A Torturous Debate

Both sides are guilty of exaggerations when discussing torture

|

While the economy dominates the headlines, the most contentious issue of the Obama presidency so far has been the treatment of prisoners in the war on terror. It is a sharply polarized debate. To Barack Obama's supporters, the President's orders to close the Guantanamo detention camp and end coercive interrogations which may violate the prohibitions on torture is as a Lincolnesque act of liberation that has lifted the clouds of darkness from America. To his detractors, these decisions are reckless acts by (in one commentator's words) "the most dangerous man ever to occupy the Oval Office," sacrificing national security to fan-pleasing demagoguery. Yet the reality of both Bush administration policies and Obama's first steps is more complicated than either left or right will admit.

There is no doubt that the long-term detention and often inhumane treatment of detainees under the Bush administration did a great deal of damage both to America's international standing and to the political culture inside this country. It's rare to see a defense of these policies that doesn't lapse into repulsiveness, either minimizing the cruelty of "coercive interrogation" techniques or reveling in their brutality.

Fox News talk show host Bill O'Reilly sneers that human rights activists would prohibit any treatment that makes detainees "uncomfortable" - as if we were talking about a long flight in a crowded economy-class section, not being left shackled and naked on an ice-cold stone floor. Often, the advocates of these tactics blatantly contradict themselves, arguing in the same breath that the techniques used on detainees involve no more than minor unpleasantness ("having a little water poured on your face") and that these techniques are essential to our security because they are the way to force hardened terror-network operatives to spill the beans.

Semantic hair-splitting aside, waterboarding is torture. It has been widely recognized as such for a long time—specifically, by the United States when committed by oppressive foreign regimes. It is also difficult to argue in good faith that exposure to extreme cold and heat or being chained in a painfully contorted position are not torture or its moral equivalent. When you couple the use of these interrogation techniques with the risk of wrongful detention, the prospects of innocents being brutalized in our name are rather frightening.

Even when done with the intent of obtaining information that could save innocent lives, torture is degrading not only to the victim but to the torturer - particularly since, in an effort such as the War on Terror, there is always the danger that the pain being inflicted on terrorists for practical purposes will also be seen as just retribution. This moral degradation is evident in the fact that a number of right-wing websites carry ads that feature sexy young women sporting T-shirts with the words, "I'd rather be waterboarding."

Yet the other side is guilty of its own evasions and exaggerations that muddy the discussion.
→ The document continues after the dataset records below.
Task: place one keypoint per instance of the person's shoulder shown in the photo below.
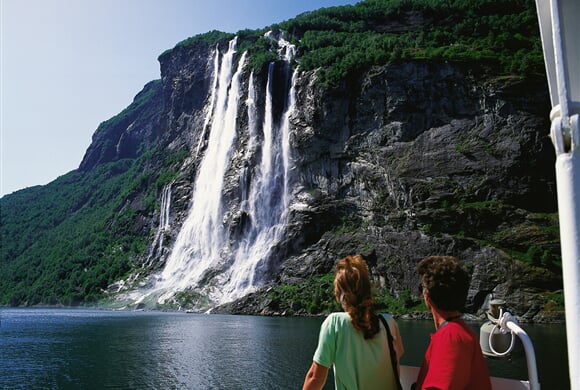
(339, 316)
(455, 331)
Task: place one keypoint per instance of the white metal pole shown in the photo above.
(568, 187)
(560, 30)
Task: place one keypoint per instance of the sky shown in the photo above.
(68, 65)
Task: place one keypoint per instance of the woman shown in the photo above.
(355, 343)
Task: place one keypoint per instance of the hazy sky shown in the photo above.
(68, 65)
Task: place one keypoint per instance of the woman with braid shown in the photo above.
(356, 341)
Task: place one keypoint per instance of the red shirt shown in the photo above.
(454, 360)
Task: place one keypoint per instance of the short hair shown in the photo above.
(446, 282)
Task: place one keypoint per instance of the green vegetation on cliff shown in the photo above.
(65, 242)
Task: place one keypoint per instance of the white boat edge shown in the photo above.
(409, 376)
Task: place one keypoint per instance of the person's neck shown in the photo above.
(442, 316)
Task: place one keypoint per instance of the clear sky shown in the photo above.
(68, 65)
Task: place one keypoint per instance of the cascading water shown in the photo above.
(207, 256)
(164, 224)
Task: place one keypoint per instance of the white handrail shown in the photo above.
(508, 321)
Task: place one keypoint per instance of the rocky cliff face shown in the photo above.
(402, 161)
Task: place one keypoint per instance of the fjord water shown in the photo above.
(98, 349)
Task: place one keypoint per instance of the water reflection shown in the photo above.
(72, 349)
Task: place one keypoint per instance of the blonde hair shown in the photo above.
(352, 287)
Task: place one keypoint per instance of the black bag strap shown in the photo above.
(392, 351)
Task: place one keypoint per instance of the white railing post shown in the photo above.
(560, 31)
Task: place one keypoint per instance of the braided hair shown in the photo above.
(352, 287)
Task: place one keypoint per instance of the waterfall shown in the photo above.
(208, 256)
(268, 201)
(155, 251)
(202, 235)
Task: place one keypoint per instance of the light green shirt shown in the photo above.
(358, 363)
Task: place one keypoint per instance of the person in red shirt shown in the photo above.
(454, 359)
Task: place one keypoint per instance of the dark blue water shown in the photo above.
(98, 349)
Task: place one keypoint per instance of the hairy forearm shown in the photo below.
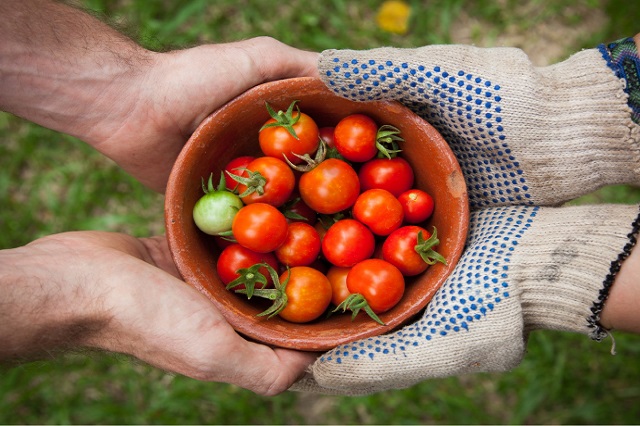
(41, 310)
(62, 68)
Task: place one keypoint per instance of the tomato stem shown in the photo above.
(354, 302)
(254, 181)
(311, 163)
(249, 277)
(278, 294)
(284, 119)
(425, 248)
(387, 141)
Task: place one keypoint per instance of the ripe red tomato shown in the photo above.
(271, 181)
(277, 141)
(347, 242)
(296, 210)
(338, 278)
(395, 175)
(326, 134)
(260, 227)
(379, 282)
(330, 187)
(235, 257)
(402, 249)
(308, 294)
(235, 167)
(355, 137)
(380, 210)
(301, 247)
(417, 205)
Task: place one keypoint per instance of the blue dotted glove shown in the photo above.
(527, 139)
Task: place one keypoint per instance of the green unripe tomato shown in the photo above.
(213, 213)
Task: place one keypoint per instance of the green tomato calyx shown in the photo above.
(277, 294)
(387, 141)
(284, 119)
(354, 302)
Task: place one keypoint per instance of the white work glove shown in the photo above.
(528, 139)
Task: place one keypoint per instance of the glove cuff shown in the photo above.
(567, 266)
(622, 58)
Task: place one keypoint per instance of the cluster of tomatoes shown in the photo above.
(327, 216)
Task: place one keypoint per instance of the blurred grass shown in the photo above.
(52, 183)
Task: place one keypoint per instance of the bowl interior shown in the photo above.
(232, 131)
When psychological techniques such as wrapping a Muslim detainee in an Israeli flag or making him believe he has been smeared with menstrual blood - making him "unclean" according to the precepts of his religious—are equated with torture, this lends credibility to arguments that the term is being used too frivolously. (Such techniques may be ill-advised for other reasons, such as fostering the perception among moderate Muslims that the war on terror is a war against Islam; but that is a separate issue from torture.)

Another common argument is that torture is not only immoral but ineffective: the suspect will tell the inquisitor anything to stop the pain, and even if the made-up confessions contain nuggets of truthful information, they cannot be sorted from the falsehoods. This may be true in most cases. But, while defenders of torture are too fond of television and movie-type scenarios in which an evildoer is tortured to stop the proverbial ticking time bomb, the sweeping assertion that such techniques can never be effective seems self-serving. It is a way to avoid hard choices - such as the conscious choice not to cross a certain line even if crossing that line is the surest way to obtain essential life-saving information. It is also an imprudent argument which can be easily discredited if there are real-life facts that contradict it.

So far, Obama's decisions demonstrate a nuanced approach. He has ordered the closure of Guantanamo - which has great symbolic value because of the camp's association with human rights abuses - but only after ways have been found to either transfer the prisoners to other places of detention or ensure that those wrongly held can be freed safely. While banning torture and directing the military to comply with the Geneva Conventions and the Army Field Manual in handling captured terror suspects, he has also ordered an interagency task force to review other interrogation methods that may be necessary to protect national security. While Obama's reported top pick for CIA director, agency veteran John Brennan, withdrew from consideration last November after critics of Bush-era anti-terror policies accused him of supporting unacceptable interrogation techniques, Obama has brought Brennan back as his top counterterrorism advisor.

The Bush administration waged its war on terror in the conviction that it was battling absolute evil. Today, the same conviction drives the crusaders against Bush-era excesses, and it, too, can lead us down a dangerous path. Obama's statement in his inaugural speech that "we reject the false choice between our safety and our ideals" was a noble sentiment. Yet there is a certain arrogance in the assertion that we can balance safety and idealism with no difficult compromises - and it seems that, in practice, Obama is well aware of the need for such compromises.

In the same speech, Obama recommended "the tempering qualities of humility and restraint." These qualities are often sorely lacking in the torture debate.